In the meantime, little guys like First Nickel and its peer Ursa Major Minerals, which operates the Shakespeare mine 70 km west of Sudbury, quietly went about their business amid the takeover whirlwind.

And ultimately they were the first to feel the pain when metals got massacred in the economic downturn of 2008. Nickel retreated back below $5 a pound and both companies were forced to shut down their small operations to keep their fledgling penny stocks afloat.

“By the end of 2008 my dog could have figured out the outcome” of what the nickel nosedive would do to First Nickel, recalls Anderson.

“There’s no mystery about us. We’re a public company and we only have the one operation,” he says.

“We had about 8 million bucks in the bank and we were going to run out of steam by Halloween.”

After cranking out 9.4 million pounds of nickel and 6 million pounds of copper since 2006, First Nickel abruptly halted production in October, 2008 and laid off 140 employees.

“The world collapsed around us. It was pretty grim. We were the first in Sudbury to cease production” that year, he notes.

Richard Sutcliffe, chief executive of Ursa Major, was on the same page. His firm laid off 50 employees and contractors the same month after suspending pre-production at its open pit Shakespeare project near the town of Webbwood.

“Most of global nickel production goes into stainless steel, which goes into construction and manufacturing demand. The slowdown in particular made people nervous in nickel markets,” says Sutcliffe.

What a difference two and a half years makes. Precious metals like gold and silver are flying high while base metals — especially copper — have been flirting with record prices again after global markets bounced back decisively.

But stubborn nickel remains in a bit of a pickle.

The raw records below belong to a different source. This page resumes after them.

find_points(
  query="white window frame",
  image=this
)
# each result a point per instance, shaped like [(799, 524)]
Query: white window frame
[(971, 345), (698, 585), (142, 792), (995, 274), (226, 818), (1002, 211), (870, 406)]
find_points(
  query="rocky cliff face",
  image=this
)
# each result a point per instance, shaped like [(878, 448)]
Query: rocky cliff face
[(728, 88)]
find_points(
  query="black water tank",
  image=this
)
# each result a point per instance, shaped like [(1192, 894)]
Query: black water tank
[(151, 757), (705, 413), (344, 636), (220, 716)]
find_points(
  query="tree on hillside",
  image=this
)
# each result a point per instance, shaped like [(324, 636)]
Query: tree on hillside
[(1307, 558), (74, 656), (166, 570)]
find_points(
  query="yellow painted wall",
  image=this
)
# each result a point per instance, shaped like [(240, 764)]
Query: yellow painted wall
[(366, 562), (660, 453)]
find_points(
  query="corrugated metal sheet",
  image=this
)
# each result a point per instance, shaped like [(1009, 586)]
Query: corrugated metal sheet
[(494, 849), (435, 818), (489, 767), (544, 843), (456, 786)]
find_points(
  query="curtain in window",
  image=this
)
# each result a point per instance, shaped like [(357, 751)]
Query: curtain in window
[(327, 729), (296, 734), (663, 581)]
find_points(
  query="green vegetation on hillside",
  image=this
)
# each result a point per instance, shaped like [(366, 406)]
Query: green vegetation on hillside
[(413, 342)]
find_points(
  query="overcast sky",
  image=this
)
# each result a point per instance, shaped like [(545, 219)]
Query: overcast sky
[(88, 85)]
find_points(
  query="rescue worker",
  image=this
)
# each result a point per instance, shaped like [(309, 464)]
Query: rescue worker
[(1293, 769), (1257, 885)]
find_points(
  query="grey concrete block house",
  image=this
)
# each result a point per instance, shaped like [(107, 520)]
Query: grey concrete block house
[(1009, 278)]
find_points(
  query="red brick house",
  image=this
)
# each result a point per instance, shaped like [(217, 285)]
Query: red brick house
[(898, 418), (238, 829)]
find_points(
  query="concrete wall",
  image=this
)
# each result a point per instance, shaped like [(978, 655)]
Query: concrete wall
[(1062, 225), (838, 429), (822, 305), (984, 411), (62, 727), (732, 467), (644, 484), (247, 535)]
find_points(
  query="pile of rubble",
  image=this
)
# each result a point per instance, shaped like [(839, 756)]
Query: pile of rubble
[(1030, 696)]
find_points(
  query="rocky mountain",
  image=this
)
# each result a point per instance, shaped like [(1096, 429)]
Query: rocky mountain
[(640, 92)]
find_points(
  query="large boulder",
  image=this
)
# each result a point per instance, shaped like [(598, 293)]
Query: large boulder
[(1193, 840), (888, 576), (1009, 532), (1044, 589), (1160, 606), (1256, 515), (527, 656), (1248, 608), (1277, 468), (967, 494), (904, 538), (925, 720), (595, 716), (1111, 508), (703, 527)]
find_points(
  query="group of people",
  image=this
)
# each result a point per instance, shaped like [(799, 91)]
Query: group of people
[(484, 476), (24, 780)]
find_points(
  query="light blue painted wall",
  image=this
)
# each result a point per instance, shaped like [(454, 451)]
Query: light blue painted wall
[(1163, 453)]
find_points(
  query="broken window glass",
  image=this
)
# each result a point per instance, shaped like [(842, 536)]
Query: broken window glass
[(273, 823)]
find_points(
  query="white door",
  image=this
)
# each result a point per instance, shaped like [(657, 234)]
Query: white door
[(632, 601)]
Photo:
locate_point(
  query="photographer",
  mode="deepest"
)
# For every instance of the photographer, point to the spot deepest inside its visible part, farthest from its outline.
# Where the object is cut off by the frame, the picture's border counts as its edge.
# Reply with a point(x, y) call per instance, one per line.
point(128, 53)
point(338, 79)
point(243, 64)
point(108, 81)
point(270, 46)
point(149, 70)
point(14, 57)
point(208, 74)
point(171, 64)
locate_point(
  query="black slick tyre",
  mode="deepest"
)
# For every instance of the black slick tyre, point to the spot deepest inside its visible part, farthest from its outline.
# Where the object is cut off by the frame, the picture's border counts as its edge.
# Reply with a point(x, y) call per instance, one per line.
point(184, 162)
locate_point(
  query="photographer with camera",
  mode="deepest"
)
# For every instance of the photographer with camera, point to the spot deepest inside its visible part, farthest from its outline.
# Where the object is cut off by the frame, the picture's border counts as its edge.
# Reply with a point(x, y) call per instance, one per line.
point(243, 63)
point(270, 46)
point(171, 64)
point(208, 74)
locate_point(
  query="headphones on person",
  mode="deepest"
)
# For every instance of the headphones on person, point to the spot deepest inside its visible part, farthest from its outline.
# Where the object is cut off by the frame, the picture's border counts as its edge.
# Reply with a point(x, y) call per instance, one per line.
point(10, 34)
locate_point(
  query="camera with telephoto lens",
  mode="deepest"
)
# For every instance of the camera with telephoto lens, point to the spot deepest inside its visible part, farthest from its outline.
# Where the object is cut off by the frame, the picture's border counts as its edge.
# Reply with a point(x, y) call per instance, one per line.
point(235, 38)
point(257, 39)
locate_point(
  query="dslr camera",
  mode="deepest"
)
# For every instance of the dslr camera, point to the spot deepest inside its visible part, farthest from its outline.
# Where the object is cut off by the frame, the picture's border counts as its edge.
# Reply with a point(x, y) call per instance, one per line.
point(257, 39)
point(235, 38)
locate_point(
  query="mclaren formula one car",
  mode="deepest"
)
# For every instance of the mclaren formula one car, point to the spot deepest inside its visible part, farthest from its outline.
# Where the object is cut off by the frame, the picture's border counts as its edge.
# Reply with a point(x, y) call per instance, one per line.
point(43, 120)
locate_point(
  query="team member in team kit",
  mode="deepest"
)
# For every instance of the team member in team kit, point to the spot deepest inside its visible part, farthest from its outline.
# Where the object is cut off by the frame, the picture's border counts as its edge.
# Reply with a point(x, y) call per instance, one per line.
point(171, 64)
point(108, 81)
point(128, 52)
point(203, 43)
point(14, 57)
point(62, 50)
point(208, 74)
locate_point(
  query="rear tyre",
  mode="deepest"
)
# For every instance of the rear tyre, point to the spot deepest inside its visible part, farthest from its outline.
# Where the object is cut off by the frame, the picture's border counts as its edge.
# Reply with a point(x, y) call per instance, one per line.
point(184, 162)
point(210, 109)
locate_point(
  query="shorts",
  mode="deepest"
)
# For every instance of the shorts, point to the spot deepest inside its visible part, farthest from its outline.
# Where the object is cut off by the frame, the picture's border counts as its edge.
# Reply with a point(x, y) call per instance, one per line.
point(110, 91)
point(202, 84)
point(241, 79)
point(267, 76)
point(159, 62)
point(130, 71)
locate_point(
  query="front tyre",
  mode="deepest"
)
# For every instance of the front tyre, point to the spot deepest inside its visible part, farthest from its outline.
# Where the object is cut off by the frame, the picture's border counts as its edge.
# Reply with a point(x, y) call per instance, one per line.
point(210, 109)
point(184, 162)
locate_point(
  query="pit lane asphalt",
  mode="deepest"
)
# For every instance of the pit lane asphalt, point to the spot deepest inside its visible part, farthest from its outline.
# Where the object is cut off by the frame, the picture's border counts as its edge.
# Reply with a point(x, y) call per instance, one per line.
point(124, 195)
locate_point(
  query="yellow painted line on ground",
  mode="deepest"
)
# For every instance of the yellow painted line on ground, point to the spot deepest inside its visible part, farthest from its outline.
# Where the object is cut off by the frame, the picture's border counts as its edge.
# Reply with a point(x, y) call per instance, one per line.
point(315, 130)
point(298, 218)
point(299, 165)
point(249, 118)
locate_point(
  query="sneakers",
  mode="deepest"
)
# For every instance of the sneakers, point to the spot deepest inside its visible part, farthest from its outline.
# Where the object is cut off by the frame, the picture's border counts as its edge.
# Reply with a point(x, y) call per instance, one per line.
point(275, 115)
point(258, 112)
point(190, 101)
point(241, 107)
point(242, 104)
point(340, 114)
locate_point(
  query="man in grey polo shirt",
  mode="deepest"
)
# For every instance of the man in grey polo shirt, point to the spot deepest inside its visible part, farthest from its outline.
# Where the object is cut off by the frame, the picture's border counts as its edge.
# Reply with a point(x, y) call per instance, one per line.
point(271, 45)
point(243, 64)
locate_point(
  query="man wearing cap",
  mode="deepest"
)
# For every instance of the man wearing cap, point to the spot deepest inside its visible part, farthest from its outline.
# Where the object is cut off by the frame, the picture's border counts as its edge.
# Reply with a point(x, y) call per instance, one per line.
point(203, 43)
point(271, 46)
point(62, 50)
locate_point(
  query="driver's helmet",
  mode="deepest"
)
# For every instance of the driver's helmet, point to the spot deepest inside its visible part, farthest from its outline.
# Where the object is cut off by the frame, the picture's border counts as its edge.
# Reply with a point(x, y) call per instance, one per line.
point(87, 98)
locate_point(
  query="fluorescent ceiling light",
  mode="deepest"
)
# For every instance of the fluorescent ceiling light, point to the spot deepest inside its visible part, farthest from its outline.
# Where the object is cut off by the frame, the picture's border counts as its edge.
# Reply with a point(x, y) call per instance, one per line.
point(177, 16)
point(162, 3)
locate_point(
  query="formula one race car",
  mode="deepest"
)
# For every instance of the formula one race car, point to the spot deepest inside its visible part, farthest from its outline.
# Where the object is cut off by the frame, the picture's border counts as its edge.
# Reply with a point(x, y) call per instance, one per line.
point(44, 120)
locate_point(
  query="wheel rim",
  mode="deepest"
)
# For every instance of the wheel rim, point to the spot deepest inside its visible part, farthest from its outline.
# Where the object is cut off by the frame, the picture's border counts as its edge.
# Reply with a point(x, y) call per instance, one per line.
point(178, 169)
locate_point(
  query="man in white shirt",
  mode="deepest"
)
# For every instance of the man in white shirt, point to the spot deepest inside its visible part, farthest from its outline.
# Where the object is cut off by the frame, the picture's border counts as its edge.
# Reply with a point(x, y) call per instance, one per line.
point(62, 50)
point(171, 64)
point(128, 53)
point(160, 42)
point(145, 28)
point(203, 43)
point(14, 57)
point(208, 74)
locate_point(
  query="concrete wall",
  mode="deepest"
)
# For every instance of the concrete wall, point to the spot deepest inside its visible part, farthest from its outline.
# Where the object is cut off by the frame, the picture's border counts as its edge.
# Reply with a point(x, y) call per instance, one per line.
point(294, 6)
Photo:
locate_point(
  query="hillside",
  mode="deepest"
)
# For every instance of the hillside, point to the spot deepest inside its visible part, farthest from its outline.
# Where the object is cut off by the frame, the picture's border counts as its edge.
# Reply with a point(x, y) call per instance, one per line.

To date it trades nowhere near the $20-plus range it enjoyed in its pre-downturn heyday. It closed at $10.50 a pound Friday in London, and up until early 2010 it struggled in the $5 to $8 range for two tough years.

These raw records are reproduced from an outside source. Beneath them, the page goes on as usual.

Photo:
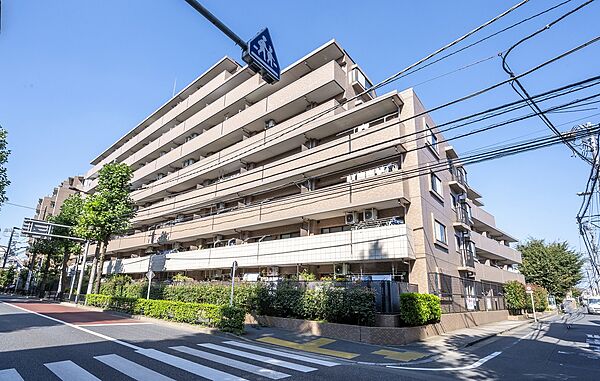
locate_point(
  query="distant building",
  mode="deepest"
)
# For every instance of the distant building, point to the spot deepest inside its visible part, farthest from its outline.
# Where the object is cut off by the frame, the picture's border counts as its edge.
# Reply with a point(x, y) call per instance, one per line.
point(50, 205)
point(280, 180)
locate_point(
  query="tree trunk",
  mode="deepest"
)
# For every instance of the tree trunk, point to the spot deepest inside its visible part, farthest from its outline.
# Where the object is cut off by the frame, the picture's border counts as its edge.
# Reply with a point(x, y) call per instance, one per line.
point(93, 271)
point(100, 266)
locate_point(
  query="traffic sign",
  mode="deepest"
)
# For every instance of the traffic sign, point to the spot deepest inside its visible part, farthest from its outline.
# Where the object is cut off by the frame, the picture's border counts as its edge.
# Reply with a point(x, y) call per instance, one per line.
point(260, 56)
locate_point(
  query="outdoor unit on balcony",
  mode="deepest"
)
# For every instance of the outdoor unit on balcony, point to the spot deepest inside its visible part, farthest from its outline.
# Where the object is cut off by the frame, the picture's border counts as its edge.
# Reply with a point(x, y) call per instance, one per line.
point(370, 214)
point(341, 269)
point(351, 218)
point(270, 124)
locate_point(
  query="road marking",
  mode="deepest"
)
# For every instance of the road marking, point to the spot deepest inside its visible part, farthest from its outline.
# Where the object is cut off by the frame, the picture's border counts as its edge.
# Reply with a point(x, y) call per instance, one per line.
point(312, 346)
point(476, 364)
point(108, 324)
point(189, 366)
point(10, 375)
point(69, 371)
point(283, 354)
point(131, 369)
point(274, 375)
point(400, 356)
point(107, 338)
point(260, 358)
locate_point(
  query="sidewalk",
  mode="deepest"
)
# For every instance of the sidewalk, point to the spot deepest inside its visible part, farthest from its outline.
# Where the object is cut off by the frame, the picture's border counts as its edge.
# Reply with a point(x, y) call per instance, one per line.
point(417, 352)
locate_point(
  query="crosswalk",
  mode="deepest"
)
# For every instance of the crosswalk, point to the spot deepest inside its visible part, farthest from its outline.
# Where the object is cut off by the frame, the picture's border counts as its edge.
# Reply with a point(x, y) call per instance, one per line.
point(226, 361)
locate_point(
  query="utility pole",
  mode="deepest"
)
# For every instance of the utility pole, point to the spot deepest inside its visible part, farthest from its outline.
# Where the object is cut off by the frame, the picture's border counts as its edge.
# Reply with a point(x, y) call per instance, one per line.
point(7, 253)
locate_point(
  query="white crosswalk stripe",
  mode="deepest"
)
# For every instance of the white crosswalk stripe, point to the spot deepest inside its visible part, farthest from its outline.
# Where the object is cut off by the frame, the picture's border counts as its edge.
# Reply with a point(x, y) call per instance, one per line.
point(69, 371)
point(189, 366)
point(283, 354)
point(131, 369)
point(10, 375)
point(260, 358)
point(274, 375)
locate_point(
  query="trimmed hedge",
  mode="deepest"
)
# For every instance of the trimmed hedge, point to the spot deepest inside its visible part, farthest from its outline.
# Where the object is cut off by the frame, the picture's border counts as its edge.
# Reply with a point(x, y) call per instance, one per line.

Part of the reason nickel is nowhere near as strong as it was is supply and demand fundamentals. As Anderson puts it: “The world isn’t short of nickel” with plenty of both traditional sulphide ore deposits like those in Sudbury and the newer yet problematic laterite projects in places like Australia and New Caledonia.

Also, two-thirds of nickel demand comes from stainless steel, and China is the driver. “You can’t turn the stainless steel industry back on with a switch,” says Anderson.

“Nickel has historically been more volatile as a metal in pricing. Prices were silly in 2007. You had substitutions at the steel end. China slipped off into other grades of steel and nickel pig iron,” which he explains is nickel ore from Indonesia and the Philippines that is cooked up in blast furnaces.

The high energy, low quality product has been used in China to substitute for nickel when prices get too high, he says.

So nickel prices at a more reasonable $10 to $12 a pound are just fine for Anderson and Sutcliffe, who can finally turn the lights back on and make a profit again since their cash costs to produce the ore are about half of that.

Ursa Major began commercial production last May on a basket of metals at the Shakespeare pit, where half the revenues come from nickel, 30 per cent from copper and the remainder from precious metals, mainly platinum.